Healer – Exploration of Service, Relationships, Compassion, and Empathy

Code Type Sponsor
MEDC.8068 Non-Clinical
  1. Mohamud A. Verjee, BSc (Hons), MBChB, DRCOG, CCFP, FCFP
Department Location
  1. Medical Education
  1. WCM-Q
Max Students Prerequisites
10
  1. Interview w/ Sponsor
Description

Description of Elective:

Title of Elective (Non-Clinical) – “Healer – Exploration of service, relationships, compassion, and empathy.”

Main Objectives:

  1. To recognize the values of medical service
  2. To describe healing relationships when dealing with illness in patients
  3. To discover the reverence for life and compassionate care
  4. To appreciate the power and impact of empathy
  5. To appraise and strengthen the altruistic values in a medical career
  6. To collect the intentions to serve that have led to the choice of a medical career

This elective will cover listening, acceptance of illness, dealing with loss of life, grief, healing, altruism, encounters with awe and mystery and self-care practices.

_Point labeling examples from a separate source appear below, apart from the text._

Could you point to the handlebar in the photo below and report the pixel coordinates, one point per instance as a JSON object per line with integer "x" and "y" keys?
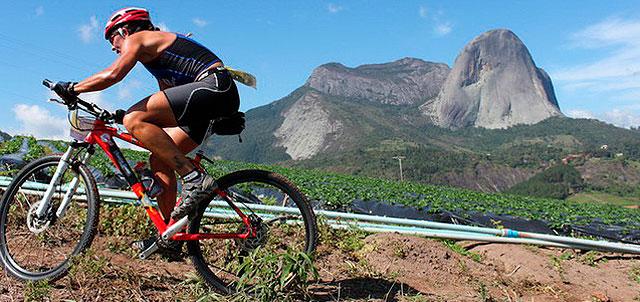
{"x": 89, "y": 107}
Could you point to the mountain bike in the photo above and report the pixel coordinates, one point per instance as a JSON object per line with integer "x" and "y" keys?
{"x": 49, "y": 211}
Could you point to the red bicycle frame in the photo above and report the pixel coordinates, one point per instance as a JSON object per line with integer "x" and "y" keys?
{"x": 102, "y": 134}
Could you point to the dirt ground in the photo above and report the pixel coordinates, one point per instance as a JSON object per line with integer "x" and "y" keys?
{"x": 385, "y": 267}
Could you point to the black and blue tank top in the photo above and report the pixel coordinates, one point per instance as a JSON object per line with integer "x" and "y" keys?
{"x": 181, "y": 62}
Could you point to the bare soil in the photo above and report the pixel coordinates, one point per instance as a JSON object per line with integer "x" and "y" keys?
{"x": 387, "y": 267}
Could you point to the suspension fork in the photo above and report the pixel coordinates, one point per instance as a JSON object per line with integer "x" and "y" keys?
{"x": 73, "y": 186}
{"x": 63, "y": 165}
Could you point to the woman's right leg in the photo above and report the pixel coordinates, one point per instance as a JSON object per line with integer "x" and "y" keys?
{"x": 166, "y": 175}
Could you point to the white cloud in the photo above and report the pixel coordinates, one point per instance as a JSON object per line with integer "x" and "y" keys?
{"x": 441, "y": 26}
{"x": 423, "y": 12}
{"x": 579, "y": 113}
{"x": 334, "y": 8}
{"x": 621, "y": 117}
{"x": 88, "y": 31}
{"x": 443, "y": 29}
{"x": 200, "y": 22}
{"x": 620, "y": 65}
{"x": 163, "y": 26}
{"x": 39, "y": 11}
{"x": 39, "y": 122}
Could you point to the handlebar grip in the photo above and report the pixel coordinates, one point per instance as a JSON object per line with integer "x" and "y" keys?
{"x": 48, "y": 83}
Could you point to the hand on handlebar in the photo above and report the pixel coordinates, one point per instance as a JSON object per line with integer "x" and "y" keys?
{"x": 65, "y": 90}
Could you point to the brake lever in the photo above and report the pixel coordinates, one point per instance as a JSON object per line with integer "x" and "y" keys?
{"x": 57, "y": 101}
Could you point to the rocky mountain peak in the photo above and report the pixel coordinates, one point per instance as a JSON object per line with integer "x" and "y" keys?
{"x": 494, "y": 83}
{"x": 406, "y": 81}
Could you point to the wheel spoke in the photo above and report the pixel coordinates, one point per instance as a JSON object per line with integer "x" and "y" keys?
{"x": 38, "y": 249}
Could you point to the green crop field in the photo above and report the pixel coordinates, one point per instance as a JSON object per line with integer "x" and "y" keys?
{"x": 339, "y": 190}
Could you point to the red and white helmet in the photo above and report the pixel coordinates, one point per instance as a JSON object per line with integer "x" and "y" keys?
{"x": 125, "y": 15}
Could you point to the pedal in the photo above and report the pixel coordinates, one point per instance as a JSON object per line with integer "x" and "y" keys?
{"x": 149, "y": 251}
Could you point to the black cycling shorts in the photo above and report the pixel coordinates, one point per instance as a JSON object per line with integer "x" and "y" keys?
{"x": 195, "y": 104}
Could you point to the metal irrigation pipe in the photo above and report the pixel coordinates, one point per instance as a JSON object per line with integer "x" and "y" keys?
{"x": 569, "y": 242}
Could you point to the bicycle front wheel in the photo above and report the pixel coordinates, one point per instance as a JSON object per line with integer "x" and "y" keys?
{"x": 256, "y": 193}
{"x": 33, "y": 249}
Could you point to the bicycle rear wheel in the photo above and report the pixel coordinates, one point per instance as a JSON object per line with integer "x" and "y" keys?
{"x": 33, "y": 249}
{"x": 218, "y": 261}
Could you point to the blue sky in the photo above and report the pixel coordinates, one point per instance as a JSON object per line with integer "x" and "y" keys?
{"x": 591, "y": 49}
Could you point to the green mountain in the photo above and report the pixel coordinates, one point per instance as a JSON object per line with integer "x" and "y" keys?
{"x": 356, "y": 120}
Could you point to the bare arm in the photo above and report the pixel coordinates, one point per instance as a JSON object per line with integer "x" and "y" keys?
{"x": 131, "y": 50}
{"x": 162, "y": 85}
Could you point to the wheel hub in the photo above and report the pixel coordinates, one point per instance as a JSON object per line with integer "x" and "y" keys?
{"x": 35, "y": 224}
{"x": 261, "y": 236}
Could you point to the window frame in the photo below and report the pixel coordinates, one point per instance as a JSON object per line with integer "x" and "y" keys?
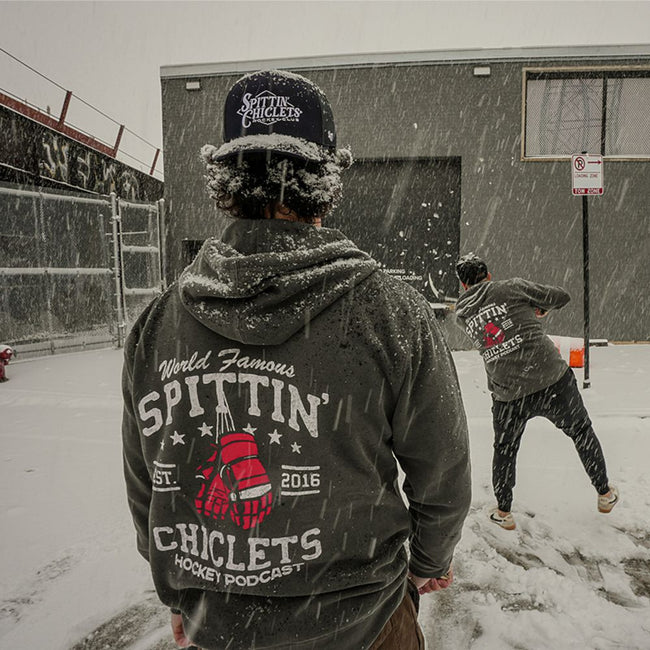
{"x": 578, "y": 72}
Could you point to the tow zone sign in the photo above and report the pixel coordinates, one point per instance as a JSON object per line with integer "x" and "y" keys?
{"x": 587, "y": 174}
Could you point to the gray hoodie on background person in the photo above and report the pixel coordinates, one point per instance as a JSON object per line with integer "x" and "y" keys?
{"x": 287, "y": 352}
{"x": 499, "y": 318}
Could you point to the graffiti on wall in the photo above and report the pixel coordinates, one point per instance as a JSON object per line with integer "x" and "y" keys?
{"x": 51, "y": 157}
{"x": 82, "y": 167}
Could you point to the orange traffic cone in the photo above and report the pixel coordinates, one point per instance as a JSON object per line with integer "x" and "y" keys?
{"x": 571, "y": 349}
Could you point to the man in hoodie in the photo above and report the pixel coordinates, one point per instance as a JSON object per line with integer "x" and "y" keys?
{"x": 270, "y": 396}
{"x": 526, "y": 376}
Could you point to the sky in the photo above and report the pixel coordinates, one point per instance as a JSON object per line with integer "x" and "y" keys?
{"x": 109, "y": 53}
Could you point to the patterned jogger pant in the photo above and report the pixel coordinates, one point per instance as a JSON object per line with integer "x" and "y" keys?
{"x": 562, "y": 404}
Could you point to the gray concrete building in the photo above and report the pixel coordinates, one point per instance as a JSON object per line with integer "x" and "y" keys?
{"x": 462, "y": 151}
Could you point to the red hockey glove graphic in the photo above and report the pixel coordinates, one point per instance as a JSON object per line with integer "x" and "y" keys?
{"x": 492, "y": 335}
{"x": 245, "y": 479}
{"x": 212, "y": 499}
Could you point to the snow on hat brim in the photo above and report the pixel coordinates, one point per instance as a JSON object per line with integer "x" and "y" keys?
{"x": 275, "y": 143}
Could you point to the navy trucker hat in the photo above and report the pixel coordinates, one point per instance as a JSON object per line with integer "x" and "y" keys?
{"x": 277, "y": 111}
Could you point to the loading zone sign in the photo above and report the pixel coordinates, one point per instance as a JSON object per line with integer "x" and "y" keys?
{"x": 587, "y": 174}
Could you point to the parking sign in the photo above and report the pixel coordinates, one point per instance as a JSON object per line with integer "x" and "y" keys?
{"x": 587, "y": 174}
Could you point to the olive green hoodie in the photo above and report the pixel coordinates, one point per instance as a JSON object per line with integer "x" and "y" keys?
{"x": 267, "y": 395}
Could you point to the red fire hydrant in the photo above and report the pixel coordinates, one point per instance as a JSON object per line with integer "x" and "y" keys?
{"x": 6, "y": 353}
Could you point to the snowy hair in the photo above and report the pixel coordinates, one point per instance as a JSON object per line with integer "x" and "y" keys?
{"x": 246, "y": 184}
{"x": 471, "y": 269}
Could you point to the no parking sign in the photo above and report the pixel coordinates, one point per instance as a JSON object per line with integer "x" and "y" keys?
{"x": 587, "y": 174}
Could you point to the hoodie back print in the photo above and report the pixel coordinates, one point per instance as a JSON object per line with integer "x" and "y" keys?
{"x": 267, "y": 395}
{"x": 499, "y": 318}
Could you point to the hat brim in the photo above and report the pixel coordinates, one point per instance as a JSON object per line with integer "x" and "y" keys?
{"x": 273, "y": 142}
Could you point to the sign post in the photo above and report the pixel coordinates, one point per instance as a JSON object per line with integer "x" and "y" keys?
{"x": 587, "y": 179}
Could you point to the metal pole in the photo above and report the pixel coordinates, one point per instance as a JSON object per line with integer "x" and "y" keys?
{"x": 117, "y": 270}
{"x": 585, "y": 270}
{"x": 162, "y": 256}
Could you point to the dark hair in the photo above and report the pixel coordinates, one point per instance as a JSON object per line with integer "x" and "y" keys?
{"x": 244, "y": 185}
{"x": 471, "y": 269}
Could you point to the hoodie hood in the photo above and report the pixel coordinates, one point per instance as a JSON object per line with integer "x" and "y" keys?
{"x": 264, "y": 280}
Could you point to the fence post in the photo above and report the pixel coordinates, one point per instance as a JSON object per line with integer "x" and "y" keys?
{"x": 117, "y": 269}
{"x": 162, "y": 255}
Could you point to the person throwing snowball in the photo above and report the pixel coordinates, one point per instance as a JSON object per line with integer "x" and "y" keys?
{"x": 526, "y": 376}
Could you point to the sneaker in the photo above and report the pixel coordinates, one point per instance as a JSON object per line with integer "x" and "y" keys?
{"x": 607, "y": 501}
{"x": 507, "y": 522}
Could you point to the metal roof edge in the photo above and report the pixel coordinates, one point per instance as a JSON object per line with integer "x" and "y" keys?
{"x": 429, "y": 57}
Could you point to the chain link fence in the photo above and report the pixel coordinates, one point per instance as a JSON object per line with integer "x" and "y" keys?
{"x": 594, "y": 111}
{"x": 69, "y": 282}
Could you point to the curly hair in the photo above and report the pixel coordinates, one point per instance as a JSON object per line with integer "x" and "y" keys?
{"x": 246, "y": 185}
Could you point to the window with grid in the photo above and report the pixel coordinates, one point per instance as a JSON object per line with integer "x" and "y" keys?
{"x": 593, "y": 111}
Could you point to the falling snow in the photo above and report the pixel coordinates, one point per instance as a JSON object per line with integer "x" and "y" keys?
{"x": 567, "y": 578}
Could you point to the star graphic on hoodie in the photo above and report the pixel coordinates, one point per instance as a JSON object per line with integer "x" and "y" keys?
{"x": 177, "y": 438}
{"x": 205, "y": 430}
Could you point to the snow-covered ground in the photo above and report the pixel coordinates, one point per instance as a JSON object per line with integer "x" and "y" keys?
{"x": 567, "y": 578}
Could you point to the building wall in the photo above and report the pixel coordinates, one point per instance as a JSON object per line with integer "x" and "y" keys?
{"x": 521, "y": 216}
{"x": 33, "y": 154}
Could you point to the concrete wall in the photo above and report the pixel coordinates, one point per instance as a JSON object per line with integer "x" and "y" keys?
{"x": 519, "y": 215}
{"x": 33, "y": 154}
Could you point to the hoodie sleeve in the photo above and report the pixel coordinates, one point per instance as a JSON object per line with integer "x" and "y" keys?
{"x": 543, "y": 296}
{"x": 431, "y": 445}
{"x": 138, "y": 480}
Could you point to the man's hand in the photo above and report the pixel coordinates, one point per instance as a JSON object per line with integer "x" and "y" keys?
{"x": 179, "y": 632}
{"x": 427, "y": 585}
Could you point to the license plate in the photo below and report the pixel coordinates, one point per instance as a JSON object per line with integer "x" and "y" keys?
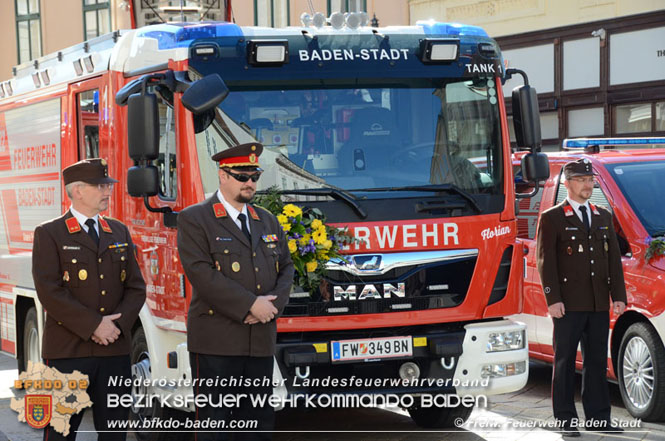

Students will be able to uncover and strengthen their altruistic values, sense of calling and intention to serve that have led them to medicine, consolidating a firm foundation for meeting the challenges of contemporary medical training and practice. Art, poetry, narrative medicine, and music will be discussed for coping skills, and to fill gaps in aspects of learning that enables students to make medical practice uniquely their own. “Free will,” and links to neuroscience will be discussed. Students should be enabled to discover and recognize their personal understanding and the universal meaning of the practice of medicine.

 

Additional Goals:
This elective seeks to:
Enable students to experience professional relationships that are nonjudgmental, noncompetitive and harmless, that offer a unique professional support system within a healing community.
Recognize the need for self-care in order to provide good patient care and avoid burnout.
Recognize grief as a self-care strategy for training physicians, and identify strategies and tools of grieving.
Recognize that there are losses that cannot be fixed.
Recognize the presence of mystery and awe in the practice of medicine.
Formulate a personal commitment to medicine and make that commitment visible among peers.
Recognize that who they are is as important to their patients as what they know.
Gain skill in the dissemination of innovative ideas.
Experience sharing the values of the Hippocratic Oath: compassion, service, harmlessness, reverence for life and covenant at various levels of training.

 

A final student evaluation is based on the submission of a narrative article, of about 1500 words on the challenging demands of contemporary medical training and practice. Discussion board topics will be posted twice weekly, to be completed on a time limited basis. Full attendance at all instruction sessions is required.